Linking this to the G8 and David Cameron is obvious. Companies are able to avoid tax if they can somehow show that their profits are made outside of the higher tax areas. This can only be done if there are places with very low taxation that will accommodate them – these are the tax havens. Nicholas Shaxson’s excellent book “Treasure Islands” tells the story of these tax havens extremely well and also the appalling impact that they have on the poorest countries of the world.
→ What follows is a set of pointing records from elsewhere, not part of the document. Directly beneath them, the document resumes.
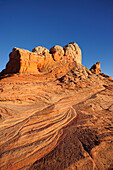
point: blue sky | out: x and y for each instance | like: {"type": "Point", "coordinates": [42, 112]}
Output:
{"type": "Point", "coordinates": [30, 23]}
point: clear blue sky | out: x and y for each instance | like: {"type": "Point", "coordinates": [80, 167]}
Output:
{"type": "Point", "coordinates": [30, 23]}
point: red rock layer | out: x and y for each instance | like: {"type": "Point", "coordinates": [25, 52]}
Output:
{"type": "Point", "coordinates": [41, 59]}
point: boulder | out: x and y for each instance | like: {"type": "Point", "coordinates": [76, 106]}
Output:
{"type": "Point", "coordinates": [57, 52]}
{"type": "Point", "coordinates": [72, 50]}
{"type": "Point", "coordinates": [40, 50]}
{"type": "Point", "coordinates": [96, 68]}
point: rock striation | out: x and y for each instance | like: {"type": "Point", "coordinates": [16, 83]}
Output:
{"type": "Point", "coordinates": [41, 59]}
{"type": "Point", "coordinates": [61, 118]}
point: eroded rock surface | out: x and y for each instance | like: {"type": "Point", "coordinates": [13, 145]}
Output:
{"type": "Point", "coordinates": [59, 119]}
{"type": "Point", "coordinates": [41, 59]}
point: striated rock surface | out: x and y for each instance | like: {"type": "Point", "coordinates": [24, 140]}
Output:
{"type": "Point", "coordinates": [96, 68]}
{"type": "Point", "coordinates": [41, 59]}
{"type": "Point", "coordinates": [59, 119]}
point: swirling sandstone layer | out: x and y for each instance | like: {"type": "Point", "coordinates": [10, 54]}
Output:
{"type": "Point", "coordinates": [61, 119]}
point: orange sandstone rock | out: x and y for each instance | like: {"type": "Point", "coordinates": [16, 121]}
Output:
{"type": "Point", "coordinates": [41, 59]}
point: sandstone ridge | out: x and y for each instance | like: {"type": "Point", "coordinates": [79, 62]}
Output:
{"type": "Point", "coordinates": [41, 59]}
{"type": "Point", "coordinates": [60, 118]}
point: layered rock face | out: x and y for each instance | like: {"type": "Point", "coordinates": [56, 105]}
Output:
{"type": "Point", "coordinates": [61, 118]}
{"type": "Point", "coordinates": [41, 59]}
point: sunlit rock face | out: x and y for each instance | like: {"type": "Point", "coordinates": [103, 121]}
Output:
{"type": "Point", "coordinates": [60, 117]}
{"type": "Point", "coordinates": [41, 59]}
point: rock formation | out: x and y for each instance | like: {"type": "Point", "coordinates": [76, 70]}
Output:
{"type": "Point", "coordinates": [41, 59]}
{"type": "Point", "coordinates": [61, 118]}
{"type": "Point", "coordinates": [97, 70]}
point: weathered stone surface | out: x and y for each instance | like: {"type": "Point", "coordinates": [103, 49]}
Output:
{"type": "Point", "coordinates": [40, 59]}
{"type": "Point", "coordinates": [58, 120]}
{"type": "Point", "coordinates": [57, 52]}
{"type": "Point", "coordinates": [40, 50]}
{"type": "Point", "coordinates": [61, 119]}
{"type": "Point", "coordinates": [72, 50]}
{"type": "Point", "coordinates": [96, 68]}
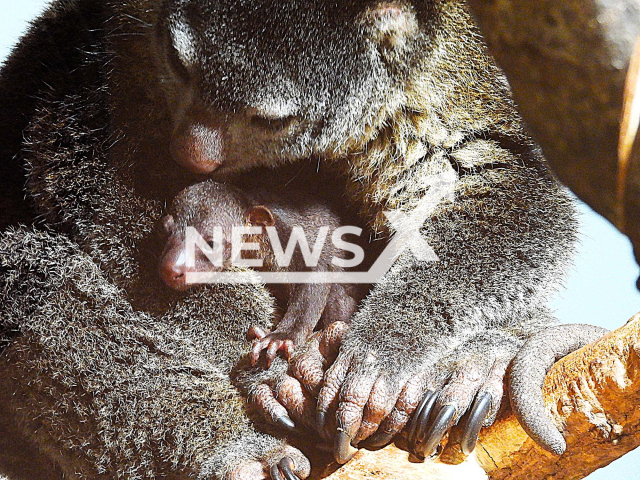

Developing nations are rife with corruption and the corrupt are big users of tax havens – really, they are laundering their money.  Today’s Sunday Times article on the use of Latvians as front Directors for companies operating scams tells this story.

This is possible because of the secrecy that exists in most jurisdictions. If there was transparency and the only issue was lower taxation, then we would have a real competitive environment. Unfortunately, that is not the situation – although it is changing quietly with projects like the one above. If transparency becomes the norm, then the corrupt and criminal (whether they are terrorists or drug barons) will have far fewer places to go. There is no better place to learn about beneficial ownership than at Global Witness – which has driven this issue from the start – see their “Idiot’s Guide to Money Laundering.” It’s so easy anyone can do it – trouble is, most are!

This is why transparency is so critical and why politicians are attempting to use transparency to open up tax havens – at last – and the end to ownership secrecy.

Once there is transparency, then the next step is to determine where profits are legitimately made. This means that the policing of royalties and transfer pricing cannot be at the whim of large corporates but there has to be international agreements that specify what is allowable. International tax laws should not predetermine rates of tax, but double taxation should not equate to zero taxation – it has to mean that tax is payable in the countries where the business is done.

The final requirement is to ensure that beneficial owners of companies are known by the taxation authorities. Why companies and trusts are allowed to be secret is beyond the comprehension of almost all of us. As Richard Murphy (Tax Research UK) has written, over 500,000 companies in the UK are struck off each year. Around a third never file accounts.  He estimates that the tax lost as a result could be upwards of £16bn per year from companies that trade but do not file accounts or tax returns.

That is in the UK alone.

Can’t Spend, can’t stop spending

Can’t tax, can’t stop taxing

 

The dilemma of western Governments that find austerity too much, too soon and who (outside of those in serious trouble like Greece, Cyprus and Spain) are unwilling to torment their citizens with mass unemployment and soup kitchens is great. This means that the deficiencies that have been all too apparent in corporate taxation for so long are seen as the final option. The 2007 banking-induced calamity has made such huge financial contortions in countries such as the UK and the USA that even the precious not-to-be-disturbed tax havens and secrecy laws are under pressure.

The G8, chaired by the UK and in Northern Ireland (rather than one of the many UK protectorates that operate as tax havens), does provide an opportunity to generate support for the ending of the nonsense that the current corporate tax system provides. Gleneagles (eight years ago) was all about international development and led to significant and positive change (even if not all the promises have been fulfilled). The same pressure and openness about tax havens and secrecy in international finance could lead to more sensible and pragmatic tax systems and, eventually (if pursued vigorously) to far less exporting of illicit funds from developing nations (such funds leave developing countries at a faster rate than aid money is put in). At least $50bn a year is lost to developing nations in Africa alone every year.

This is a great time for Enniskillen – ancient home of Hugh the Hospitable – to be remembered for its lack of hospitality to tax dodgers.